As Minister of Foreign Affairs she practised the politics of the old Bandung Conference and she still detests and mistrusts the USA. She was very happy with Joseph Kabila of the DRC because he was more in the Mugabe tradition. Kagame of Rwanda, who approves of the governance and economic achievements of Singapore, South Korea, Israel and the USA, was a leader she didn’t like. In South Sudan the objective of our Foreign Office was to support a left wing party. She did not enjoy the changes in the government in Madagascar which moved it away from liberation movement ideology. She consistently supported Mugabe and his Marxist-Leninist policies. A legitimate but somewhat far-fetched fear of many South Africans is that she and Jacob could create a dynasty as Grace and Robert Mugabe nearly did. Her important speech at the Gordon Institute on 29 August 2017 emerged in two versions – one was heavily left wing and the other somewhat modulated. 
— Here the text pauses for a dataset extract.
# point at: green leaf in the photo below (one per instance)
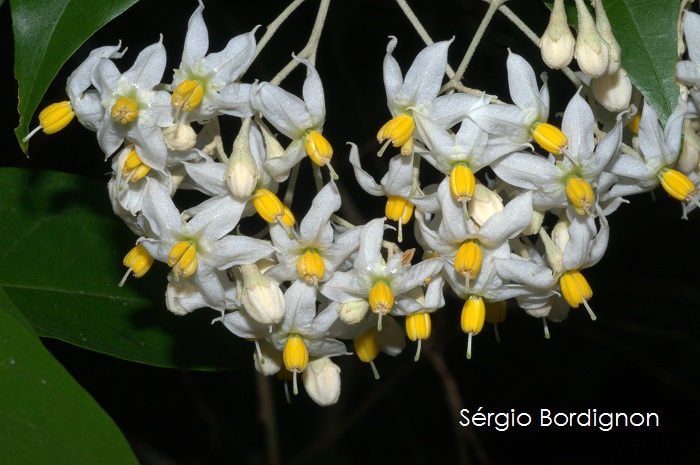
(646, 32)
(45, 415)
(61, 263)
(46, 35)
At an inter-personal level she may appear stern and strict, but she is pleasant and has a good but quiet sense of humour but laughing uproariously would seem to be out of character. Her family may have given her the name of “Nkosazana” (Madam) because she was a rather serious little girl. In her physique she is “traditionally built”, or, as we would say in isiZulu “isidudla”. She is a good Chair of meetings and she gained even more experience when she was at the African Union. One view is that she is not particularly enamoured of white people, although she does use the discredited Carl Niehaus, who is white, to carry her briefcase. 

Like so many in the left she lives contentedly with the contradictions of having sent her and Jacob’s four children to the most expensive world class South African private schools (no SADTU teachers for her children!) and having a mansion in the upmarket Zimbali Estate in Ballito. The local shopping centre goes into a lockdown that infuriates the local residents, when she goes shopping and her blue light entourage of heavies move in. She likes that Bolshevik style, as Mugabe did. If NDZ is elected President of the ANC later this month it will be an unhappy event for South Africa.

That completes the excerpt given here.